The sample was based on patients whom had visited the Department of Dermatology in Turku University Hospital, Finland, between 1 October 2009 and 30 September 2010. They were all diagnosed to have Ps or PsA. In the Finnish health care system, patients with mild level Ps are treated at primary health care settings and only moderate-to-severe cases are referred to tertiary level hospital for further treatment. A total of 498 patients attended the clinic during the study period (428 had Ps and 70 had PsA). The patients were sent a questionnaire by mail. A total of 262 patients completed the questionnaire (52.6% of the total study sample). Patients with Ps or PsA participated equally .
Compliance with Ethics
The ethical committee of The Hospital District of Southwest Finland approved the study. The patients received a written description of the sampling procedure and study purpose, as well as the planned use and storage of the information they were to provide. The patients were asked to give a written consent to use their medical records for the study.
All procedures followed were in accordance with the ethical standards of the responsible committee on human experimentation (institutional and national) and with the Helsinki Declaration of 1975, as revised in 2000 and 2008. Informed consent was obtained from all patients for being included in the study.
Socio-demographic background was collected with the questionnaire. The questions included gender, age, home municipality, number of persons living in the same household, income level and disease duration.
Out of the 262 patients who completed the questionnaire, 26 patients did not give written consent for the right to use their medical records. Clinical information was collected from the 236 patients’ medical records who gave consent, for the same time period that was covered in the questionnaire data. The information consisted of Psoriasis Area Severity Index (PASI), Dermatology Life Quality Index (DLQI), the diagnosis [ICD-10 (International Statistical Classification of Diseases and Related Health Problems)] and whether a patient had received UV-phototherapy during the study period. PASI describes the patient’s Ps severity and area, and the PASI values rise with increasing severity. PASI values are based on a scale from 0 to 72. Higher DLQI values represent a poor quality of life. DLQI values are based on a scale from 0 to 30. Laboratory costs were collected with a separate retrieval from the hospital’s patient records. They consisted of all the tests (not only monitoring) ordered by the dermatological clinic during the study period. Laboratory costs were from the whole study period and they could not be linked to a specific medication causally.
The Finnish Social Insurance Institution (FSII) reimburses part of a patient’s medicine expenses. In practice, all Finnish Ps patients receive reimbursements for all their Ps-related medications and emollients no matter who prescribes the medications. FSII provided data of all Ps-related medication purchases of the study patients who had given consent. Ps-related medication in this study comprised all biologic medications (including adalimumab, etanercept, infliximab, and ustekinumab), traditional systemic medications (including methotrexate, acitretin, and ciclosporin), topical drugs (including vitamin-D analogs, corticosteroid creams and combinations of these), leflunomide, topical fungal medicine, antihistamines and emollients. All purchases during the study period between 1 October 2009 and 30 September 2010 were recorded. FSII records of each purchase contained the total cost of the medication/emollient and the ATC-code (Anatomical Therapeutic Chemical Classification) of the purchase as well as the amount of packages purchased. ATC-codes were used to identify each drug. Drugs were clustered based on their active ingredients regardless of their brand names.

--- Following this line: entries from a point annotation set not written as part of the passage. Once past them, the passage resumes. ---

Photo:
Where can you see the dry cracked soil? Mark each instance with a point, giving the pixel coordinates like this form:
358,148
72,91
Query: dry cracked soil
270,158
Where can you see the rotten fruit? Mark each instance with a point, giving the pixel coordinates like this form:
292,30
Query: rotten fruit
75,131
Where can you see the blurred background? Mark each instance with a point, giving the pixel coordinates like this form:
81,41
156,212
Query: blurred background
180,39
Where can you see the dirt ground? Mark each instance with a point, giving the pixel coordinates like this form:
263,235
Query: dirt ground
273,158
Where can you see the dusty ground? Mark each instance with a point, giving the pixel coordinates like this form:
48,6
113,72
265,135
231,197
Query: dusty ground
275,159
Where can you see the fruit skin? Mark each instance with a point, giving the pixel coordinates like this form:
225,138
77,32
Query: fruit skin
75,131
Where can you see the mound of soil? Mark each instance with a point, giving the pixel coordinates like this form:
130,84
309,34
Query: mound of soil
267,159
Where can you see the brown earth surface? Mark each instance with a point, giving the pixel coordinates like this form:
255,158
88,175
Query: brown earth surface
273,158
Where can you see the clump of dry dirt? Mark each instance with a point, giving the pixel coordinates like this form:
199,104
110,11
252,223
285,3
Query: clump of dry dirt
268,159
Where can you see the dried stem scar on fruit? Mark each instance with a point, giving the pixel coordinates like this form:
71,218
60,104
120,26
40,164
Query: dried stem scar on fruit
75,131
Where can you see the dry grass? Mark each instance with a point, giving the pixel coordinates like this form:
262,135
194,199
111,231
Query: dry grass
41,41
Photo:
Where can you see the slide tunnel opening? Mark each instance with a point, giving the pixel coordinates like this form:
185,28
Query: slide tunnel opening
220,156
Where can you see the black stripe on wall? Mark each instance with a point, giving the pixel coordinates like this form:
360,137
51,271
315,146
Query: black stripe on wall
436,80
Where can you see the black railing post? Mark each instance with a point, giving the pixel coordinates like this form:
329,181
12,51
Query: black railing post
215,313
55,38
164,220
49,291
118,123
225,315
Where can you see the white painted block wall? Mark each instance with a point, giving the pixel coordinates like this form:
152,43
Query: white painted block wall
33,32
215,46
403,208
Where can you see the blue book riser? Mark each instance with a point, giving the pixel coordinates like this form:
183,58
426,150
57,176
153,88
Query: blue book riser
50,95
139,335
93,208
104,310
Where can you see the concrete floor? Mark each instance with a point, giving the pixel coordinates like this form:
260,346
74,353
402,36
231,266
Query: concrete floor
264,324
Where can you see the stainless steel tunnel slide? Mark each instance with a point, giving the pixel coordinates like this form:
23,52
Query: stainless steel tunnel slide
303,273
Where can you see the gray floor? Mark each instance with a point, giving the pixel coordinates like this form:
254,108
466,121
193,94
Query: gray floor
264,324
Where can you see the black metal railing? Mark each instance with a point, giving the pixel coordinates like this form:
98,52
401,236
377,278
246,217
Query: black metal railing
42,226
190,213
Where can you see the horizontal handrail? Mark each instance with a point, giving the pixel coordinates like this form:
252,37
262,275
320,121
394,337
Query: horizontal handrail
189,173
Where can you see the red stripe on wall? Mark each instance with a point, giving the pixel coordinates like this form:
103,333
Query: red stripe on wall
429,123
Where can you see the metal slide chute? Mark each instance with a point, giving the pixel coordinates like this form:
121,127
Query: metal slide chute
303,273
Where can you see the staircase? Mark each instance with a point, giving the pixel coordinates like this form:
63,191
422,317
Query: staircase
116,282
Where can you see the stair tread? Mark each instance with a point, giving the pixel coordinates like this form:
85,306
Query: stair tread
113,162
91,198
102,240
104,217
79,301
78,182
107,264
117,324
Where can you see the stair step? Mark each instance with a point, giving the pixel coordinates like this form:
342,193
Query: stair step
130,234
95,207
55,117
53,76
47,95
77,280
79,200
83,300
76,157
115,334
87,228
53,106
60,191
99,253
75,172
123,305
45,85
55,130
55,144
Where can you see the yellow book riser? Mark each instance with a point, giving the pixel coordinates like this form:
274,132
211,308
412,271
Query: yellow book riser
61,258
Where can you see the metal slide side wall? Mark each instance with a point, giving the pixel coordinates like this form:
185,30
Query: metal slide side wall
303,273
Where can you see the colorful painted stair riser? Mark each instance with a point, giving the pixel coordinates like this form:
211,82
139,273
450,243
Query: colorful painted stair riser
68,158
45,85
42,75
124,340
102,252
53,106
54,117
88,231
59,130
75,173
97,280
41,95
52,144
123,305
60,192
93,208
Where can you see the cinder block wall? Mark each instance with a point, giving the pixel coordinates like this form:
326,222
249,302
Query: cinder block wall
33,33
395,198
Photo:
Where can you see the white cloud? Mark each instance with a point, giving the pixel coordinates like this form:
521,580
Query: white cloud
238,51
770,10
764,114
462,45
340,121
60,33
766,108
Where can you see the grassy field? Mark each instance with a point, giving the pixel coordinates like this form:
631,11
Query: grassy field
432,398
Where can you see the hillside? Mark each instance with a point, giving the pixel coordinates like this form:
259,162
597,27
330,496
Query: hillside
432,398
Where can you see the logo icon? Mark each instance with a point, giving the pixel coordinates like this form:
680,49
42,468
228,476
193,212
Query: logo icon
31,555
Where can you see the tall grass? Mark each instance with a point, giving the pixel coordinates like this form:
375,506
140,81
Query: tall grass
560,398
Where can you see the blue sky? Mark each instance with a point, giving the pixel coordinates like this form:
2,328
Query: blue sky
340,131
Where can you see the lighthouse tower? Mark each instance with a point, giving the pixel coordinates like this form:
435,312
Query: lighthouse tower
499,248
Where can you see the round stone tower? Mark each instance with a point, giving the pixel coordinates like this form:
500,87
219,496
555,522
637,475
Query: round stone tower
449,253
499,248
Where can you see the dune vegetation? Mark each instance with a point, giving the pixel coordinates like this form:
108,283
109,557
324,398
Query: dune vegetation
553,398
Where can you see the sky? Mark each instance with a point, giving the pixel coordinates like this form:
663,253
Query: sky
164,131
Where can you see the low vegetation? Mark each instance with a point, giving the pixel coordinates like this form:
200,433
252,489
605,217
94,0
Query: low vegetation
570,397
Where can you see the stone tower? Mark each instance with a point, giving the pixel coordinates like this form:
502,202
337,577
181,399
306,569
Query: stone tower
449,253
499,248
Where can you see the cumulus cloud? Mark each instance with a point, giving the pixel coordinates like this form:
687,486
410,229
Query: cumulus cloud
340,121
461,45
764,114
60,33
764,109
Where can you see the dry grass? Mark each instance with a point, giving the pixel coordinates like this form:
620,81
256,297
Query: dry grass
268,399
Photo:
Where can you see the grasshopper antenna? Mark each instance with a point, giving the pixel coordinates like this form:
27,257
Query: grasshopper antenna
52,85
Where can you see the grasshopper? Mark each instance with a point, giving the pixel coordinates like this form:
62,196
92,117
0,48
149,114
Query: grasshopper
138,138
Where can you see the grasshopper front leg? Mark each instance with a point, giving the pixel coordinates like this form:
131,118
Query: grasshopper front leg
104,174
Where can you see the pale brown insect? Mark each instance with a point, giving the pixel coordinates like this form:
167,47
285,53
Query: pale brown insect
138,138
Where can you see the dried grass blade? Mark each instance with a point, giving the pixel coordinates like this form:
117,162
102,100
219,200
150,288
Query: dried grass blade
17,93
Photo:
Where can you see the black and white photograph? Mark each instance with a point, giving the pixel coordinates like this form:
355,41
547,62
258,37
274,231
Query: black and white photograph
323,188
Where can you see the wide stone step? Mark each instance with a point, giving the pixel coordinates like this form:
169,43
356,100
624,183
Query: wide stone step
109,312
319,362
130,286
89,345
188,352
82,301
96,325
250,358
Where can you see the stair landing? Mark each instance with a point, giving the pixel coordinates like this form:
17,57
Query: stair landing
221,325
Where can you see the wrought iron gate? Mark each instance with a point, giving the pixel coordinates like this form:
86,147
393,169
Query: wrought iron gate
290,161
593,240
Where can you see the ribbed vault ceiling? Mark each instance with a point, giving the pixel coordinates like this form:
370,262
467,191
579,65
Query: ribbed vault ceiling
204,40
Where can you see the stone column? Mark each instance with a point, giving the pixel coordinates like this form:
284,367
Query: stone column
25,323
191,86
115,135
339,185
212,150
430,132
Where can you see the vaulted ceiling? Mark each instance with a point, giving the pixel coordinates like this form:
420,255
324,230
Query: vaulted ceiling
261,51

To analyze how many different types of treatments each patient used, treatment options were formed as following. All topical medications (not including emollients) were pooled as one treatment option. Traditional systemic medications (methotrexate, acitretin, and cyclosporine) were analyzed separately and each of them formed one treatment option. All biological medications formed one treatment option. They were pooled because of the low number of patients using them. UV-phototherapy was considered as one treatment option. Emollients, fungal medicines, antihistamines and other medications, which might have been used as supportive medications, were not considered as a separate treatment option. However, these medications were included for the total cost computations of medications.
The total cost of the drugs was used as the societal cost in all calculations without any reimbursement deductions. All medication costs were analyzed for the annual cost of medications per patient. Only the drugs in each treatment option were included for the cost calculations, when analyzing the costs of different treatment options. UV-phototherapy’s costs were not considered in any of the cost analyses.

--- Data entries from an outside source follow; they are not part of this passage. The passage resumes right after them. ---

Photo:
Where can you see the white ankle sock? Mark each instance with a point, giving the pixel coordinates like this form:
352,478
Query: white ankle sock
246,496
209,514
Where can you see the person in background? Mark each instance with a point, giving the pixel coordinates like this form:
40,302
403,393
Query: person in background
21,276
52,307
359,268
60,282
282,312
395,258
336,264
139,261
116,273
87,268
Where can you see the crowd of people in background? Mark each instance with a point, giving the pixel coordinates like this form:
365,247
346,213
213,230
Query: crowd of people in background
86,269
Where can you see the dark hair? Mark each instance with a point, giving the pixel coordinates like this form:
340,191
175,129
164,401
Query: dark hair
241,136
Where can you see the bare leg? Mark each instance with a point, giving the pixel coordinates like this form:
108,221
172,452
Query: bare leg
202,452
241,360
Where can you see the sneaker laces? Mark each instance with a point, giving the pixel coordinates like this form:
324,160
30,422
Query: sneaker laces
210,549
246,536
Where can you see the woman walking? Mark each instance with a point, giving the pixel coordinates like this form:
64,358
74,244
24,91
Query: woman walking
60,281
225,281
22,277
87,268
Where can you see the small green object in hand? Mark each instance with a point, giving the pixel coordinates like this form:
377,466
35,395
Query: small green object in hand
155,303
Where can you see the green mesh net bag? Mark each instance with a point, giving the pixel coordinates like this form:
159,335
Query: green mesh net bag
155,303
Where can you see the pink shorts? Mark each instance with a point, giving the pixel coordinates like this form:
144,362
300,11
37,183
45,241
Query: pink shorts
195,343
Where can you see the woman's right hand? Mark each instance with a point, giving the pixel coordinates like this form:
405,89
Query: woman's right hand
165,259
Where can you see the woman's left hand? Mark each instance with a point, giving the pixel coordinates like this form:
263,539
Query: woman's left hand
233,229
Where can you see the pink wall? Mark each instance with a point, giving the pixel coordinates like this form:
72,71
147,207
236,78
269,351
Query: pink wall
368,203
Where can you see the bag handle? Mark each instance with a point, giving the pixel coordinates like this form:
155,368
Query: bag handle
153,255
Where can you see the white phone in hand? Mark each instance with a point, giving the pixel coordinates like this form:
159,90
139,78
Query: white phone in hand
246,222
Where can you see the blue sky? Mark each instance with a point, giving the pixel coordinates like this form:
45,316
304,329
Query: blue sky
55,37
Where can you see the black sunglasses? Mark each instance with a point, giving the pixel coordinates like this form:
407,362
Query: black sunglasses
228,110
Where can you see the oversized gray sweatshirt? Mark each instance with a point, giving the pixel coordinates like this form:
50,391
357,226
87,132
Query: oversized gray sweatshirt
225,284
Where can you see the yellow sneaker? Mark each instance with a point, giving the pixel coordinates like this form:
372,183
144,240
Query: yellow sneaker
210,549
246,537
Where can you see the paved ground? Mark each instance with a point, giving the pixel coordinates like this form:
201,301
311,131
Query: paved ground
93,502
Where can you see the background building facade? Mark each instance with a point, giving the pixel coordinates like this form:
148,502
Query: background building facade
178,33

In the analyses of the subgroup with PASI and DLQI values, all patients without recorded PASI or DLQI values were excluded. If several PASI or DLQI values were recorded for a patient during the study period, the arithmetic mean values were computed and used. When analyzing the subgroups with recorded PASI values, patients were divided by the median value into more severe (PASI > 5.5, n = 37) and less severe psoriasis (PASI ≤ 5.5, n = 35). The statistical evaluation of the data was based on Chi-square test for proportions and Student’s t test for means. The distribution of the DLQI values was skewed and to account for this, a Spearman’s non-parametric correlation was used.